Tuesday, March 8, 2022

SLICE #8: I meant to get my reports written....


I am a literacy coach at a K-8 school. As such, I spend a lot of time in classrooms, which I love. I am really good about visiting their classrooms often. I am really good about jumping in and co-teaching or modeling or cleaning up or stapling or whatever they need. I am really good about sending teachers encouraging emails about the great things I saw in their classrooms. One thing I am really NOT good about doing is filling out the endless reports that my district seems to require. No matter how hard I try, I seem to always be more than a little behind. 

This week, we started the third trimester of the school year. And I told myself, after a grueling week of trying to catch up, that I was absolutely going to keep on my observations and reports. And so this afternoon, I went into kindergarten, with absolutely great intentions. 

Only it didn't go so well. 

First there was the pencil incident. I usually sit in approximately the same place in the classroom, next to a little guy who is a selective mute. We are great friends, and we communicate well, but I have never actually heard him say a word. Not one. Until today that is. 

We were sitting on the rug, doing a writing activity. He had a pencil in his hand. And then another little friend came up, insisting that he had her pencil. NO! He declared loudly. And I was more than surprised to hear words come out of his mouth. Usually it's just gestures. I decided I had better help resolve the issue. 

I guess it's entirely possible that he did have her pencil. They were both yellow #2 pencils, with no distinguishing features. They even both had erasers. She was insistent though, that he had hers. It turns out hers was longer, by at least half an inch. And, according to her, it had more words inside of it. I am not one to argue with the logic of a five-year-old, so I found another long pencil, put the shorter pencil in the can, and went back to my observation. 

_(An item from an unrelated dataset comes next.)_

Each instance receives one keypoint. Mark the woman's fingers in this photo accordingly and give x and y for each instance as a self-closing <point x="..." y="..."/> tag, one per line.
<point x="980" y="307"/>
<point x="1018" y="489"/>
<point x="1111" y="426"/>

But then there was the hair-cutting incident. Just after I had resolved the pencil problem, another little girl came up to me. One of her table mates was cutting hair. "His hair?" I asked. "Or yours?" 

"No his, it's black," said my little tow-headed friend. 

And sure enough, when I went to the table, there was someone with a big hunk of hair in his hand. And it was black. 

"Are you cutting your hair?" I asked, pretty sure, given the chunk of hair in his hand and the chunk that appearing missing from his bangs, that he had in fact, been cutting hair. 

I hadn't even quite resolved that one when the next excitement came up. 

One of the little girls rushed up behind me. "Dr. Carol, you have to come. C. had an accident. In the bathroom." I rush across the room thinking there might be blood, but there was no blood. Just a big puddle. C had wet her pants.  I got her dried off as best as I could and took her to the office. On the way down there, almost a city block away, I got the scoop. This was her second time wetting her pants. It kind of feels funny to walk in wet pants. Did I think the office would have any dry shoes in her size?

And so, I really meant to do my observation, but kindergarten life just kind of got in the way. 


Jean said...

This is so perfect, and this is why you love what you do. Thank you for doing these slices. I so look forward to them!

Ramona said...

My day of errands, a doctor appointment, a visit to the library, and a walk before an evening Zoom seems lame in comparison to yours. But there was one moment of serendipity! I discovered two monster cookies in the freezer from Christmas while I was clearing space for two big packages of chicken tenders.
And reports were the bane of my teaching life! I haven't missed them one bit! The kids, yes! Reports, never!

Carol Varsalona said...

Carol, your slice unfolded as a delightful one. Well, not the report-making but the kinder stories. How can you sink your teeth (brain) into paperwork when little ones need assistance? Life as a coach is a busy job so keep on doing what we need from teachers, kidwatching, patience, and a caring heart.

Elisabeth Ellington said...

Oh kindergarten! What a different beast you are. I cannot imagine trying to keep up with all of the different needs and energies of a kindergarten class! No wonder you didn't get your reports written. I am sure that kindergarten teachers can't imagine dealing with the sarcasm and disengagement of a group of seniors (my classroom sweet spot) either!